Above section is for script 2; see the last line. It assumes output of flatten(STRSPLIT)
will have a first element of type integer
(because you provided the schema that way). But in fact STRSPLIT
has a null
output schema which is treated as bytearray
fields; so output of flatten(STRSPLIT)
is actually (n:bytearray, c:bytearray)
. Because you provided a schema, pig tries to make a java cast (to the output of a1
) to num
field; which fails as num
is in fact a java String
represented as bytearray.

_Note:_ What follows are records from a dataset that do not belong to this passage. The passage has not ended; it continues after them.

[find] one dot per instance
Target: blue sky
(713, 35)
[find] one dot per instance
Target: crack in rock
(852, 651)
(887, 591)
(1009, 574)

Since this java-cast fails, pig does not even try to make the explicit cast in the line above.
让我们看一下脚本3的情况:
Let's see the situation for script 3:
|---a2: (Name: LOForEach Schema: num#85:int,ch#87:bytearray)
| | |
| | (Name: LOGenerate[false,false] Schema: num#85:int,ch#87:bytearray)ColumnPrune:InputUids=[]ColumnPrune:OutputUids=[85, 87]
| | | |
| | | (Name: Cast Type: int Uid: 85)
| | | |
| | | |---(Name: Project Type: bytearray Uid: 85 Input: 0 Column: (*))
请参阅最后一行,此处a1
的输出被正确地视为bytearray
,这里没有问题.现在看倒数第二行;猪尝试(并成功)进行从bytearray
到integer
的显式强制转换操作.
See the last line, here output of a1
is properly treated as bytearray
, no problems here. And now look at the second to last line; pig tries (and succeeds) to make an explicit cast operation from bytearray
to integer
.
这篇关于猪拉丁语中flatten运算符的模式的文章就介绍到这了,希望我们推荐的答案对大家有所帮助,也希望大家多多支持IT屋!